Yesterday the president proposed yet another stimulus — $50B in public works spending. Sound familiar? On one level, it seems simply absurd. Republicans lambasted the plan. Minority Whip Eric Cantor released a statement comparing this to “blindly throwing darts at the board.” But opposition may well be bipartisan: “Many congressional Democrats are also likely to be reluctant to boost expenditures and increase federal deficits just weeks before elections that will determine control of the Congress.” Not even the New York Times is impressed with Obama’s idea for an “infrastructure” bank:
But the notion of a government-run bank — indeed, a government-run anything — is bound to prove contentious during an election year in which voters are already furious over bank bailouts and over what many perceive as Mr. Obama pursuing a big government agenda. Even before the announcement Monday, some Republicans were expressing caution.
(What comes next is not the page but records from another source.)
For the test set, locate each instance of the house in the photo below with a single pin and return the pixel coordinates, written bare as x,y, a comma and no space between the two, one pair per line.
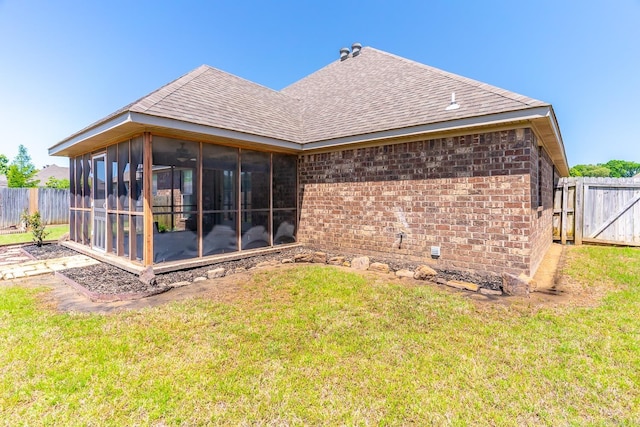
373,153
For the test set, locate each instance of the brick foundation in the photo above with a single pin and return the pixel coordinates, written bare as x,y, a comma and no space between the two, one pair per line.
475,196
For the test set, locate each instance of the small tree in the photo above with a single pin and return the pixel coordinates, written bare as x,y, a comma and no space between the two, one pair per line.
4,164
53,182
34,224
21,171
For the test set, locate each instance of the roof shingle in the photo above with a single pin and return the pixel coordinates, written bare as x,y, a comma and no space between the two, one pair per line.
375,91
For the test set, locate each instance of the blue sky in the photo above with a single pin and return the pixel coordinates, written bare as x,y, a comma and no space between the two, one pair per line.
65,64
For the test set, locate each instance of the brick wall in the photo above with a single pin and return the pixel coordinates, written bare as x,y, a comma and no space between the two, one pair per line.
542,215
471,195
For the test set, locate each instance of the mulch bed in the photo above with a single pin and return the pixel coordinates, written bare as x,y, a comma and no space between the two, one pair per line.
109,280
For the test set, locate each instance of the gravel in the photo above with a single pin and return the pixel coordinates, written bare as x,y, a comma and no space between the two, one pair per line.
106,279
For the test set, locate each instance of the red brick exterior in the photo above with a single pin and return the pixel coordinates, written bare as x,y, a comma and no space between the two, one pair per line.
475,196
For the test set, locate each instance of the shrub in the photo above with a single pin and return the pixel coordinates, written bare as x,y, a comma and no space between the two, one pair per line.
34,224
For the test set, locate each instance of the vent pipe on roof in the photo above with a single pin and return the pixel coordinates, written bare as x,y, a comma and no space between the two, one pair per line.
454,105
355,49
344,53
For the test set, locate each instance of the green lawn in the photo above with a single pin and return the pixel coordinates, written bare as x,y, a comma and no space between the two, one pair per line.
55,232
318,345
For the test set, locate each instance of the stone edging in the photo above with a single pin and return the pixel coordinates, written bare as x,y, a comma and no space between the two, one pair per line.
97,297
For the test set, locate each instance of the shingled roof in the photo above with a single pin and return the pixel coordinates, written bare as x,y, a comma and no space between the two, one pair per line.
372,95
378,91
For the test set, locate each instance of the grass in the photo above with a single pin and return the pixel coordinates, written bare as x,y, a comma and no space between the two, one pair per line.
317,345
55,232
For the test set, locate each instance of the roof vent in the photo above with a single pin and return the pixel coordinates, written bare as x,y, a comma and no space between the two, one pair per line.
454,105
344,53
355,49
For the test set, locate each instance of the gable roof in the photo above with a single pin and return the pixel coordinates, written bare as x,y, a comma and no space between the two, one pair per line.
374,95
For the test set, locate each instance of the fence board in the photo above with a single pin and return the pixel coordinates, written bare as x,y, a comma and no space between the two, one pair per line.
53,205
13,202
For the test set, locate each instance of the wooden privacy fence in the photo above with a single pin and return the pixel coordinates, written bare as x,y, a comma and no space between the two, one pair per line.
597,210
52,203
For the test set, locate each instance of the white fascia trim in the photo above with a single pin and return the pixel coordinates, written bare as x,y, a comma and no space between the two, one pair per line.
556,132
209,130
102,128
493,119
147,120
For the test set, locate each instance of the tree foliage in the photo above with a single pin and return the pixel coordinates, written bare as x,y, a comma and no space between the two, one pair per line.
21,171
53,182
612,169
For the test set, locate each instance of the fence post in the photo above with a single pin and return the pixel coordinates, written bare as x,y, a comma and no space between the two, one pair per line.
565,205
578,212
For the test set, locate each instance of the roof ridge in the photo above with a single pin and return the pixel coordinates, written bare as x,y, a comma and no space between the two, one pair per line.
514,96
146,102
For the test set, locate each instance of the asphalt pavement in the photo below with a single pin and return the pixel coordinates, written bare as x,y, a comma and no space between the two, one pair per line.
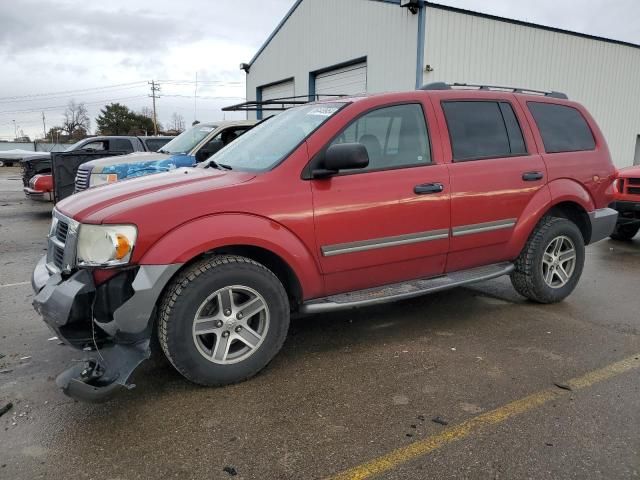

The assertion that a $50B program, after multiple stimulus plans, will improve our economic fortunes will strike some as nearly comic. As the Wall Street Journal editors observe, “never before has government spent so much and intervened so directly in credit allocation to spur growth, yet the results have been mediocre at best. In return for adding nearly $3 trillion in federal debt in two years, we still have 14.9 million unemployed.” The editors offer this explanation:
The Administration rejected marginal-rate tax cuts that worked in the 1960s and 1980s because they would have helped the rich, in favor of a Keynesian spending binge that has stimulated little except government. More broadly, Democrats purposely used the recession as a political opening to redistribute income, reverse the free-market reforms of the Reagan era, and put government at the commanding heights of economic decision-making.
Mr. Obama and the Democratic Congress have succeeded in doing all of this despite the growing opposition of the American people, who are now enduring the results. The only path back to robust growth and prosperity is to stop this agenda dead in its tracks, and then by stages to reverse it.
Or more succinctly: Refudiate Obamanomics!
And to top it off, Obama showed his peevish side one more time, claiming that his critics “talk about me like a dog.” No, they talk about him like he is an increasingly desperate and out of touch liberal pol whose main obsession remains his own image.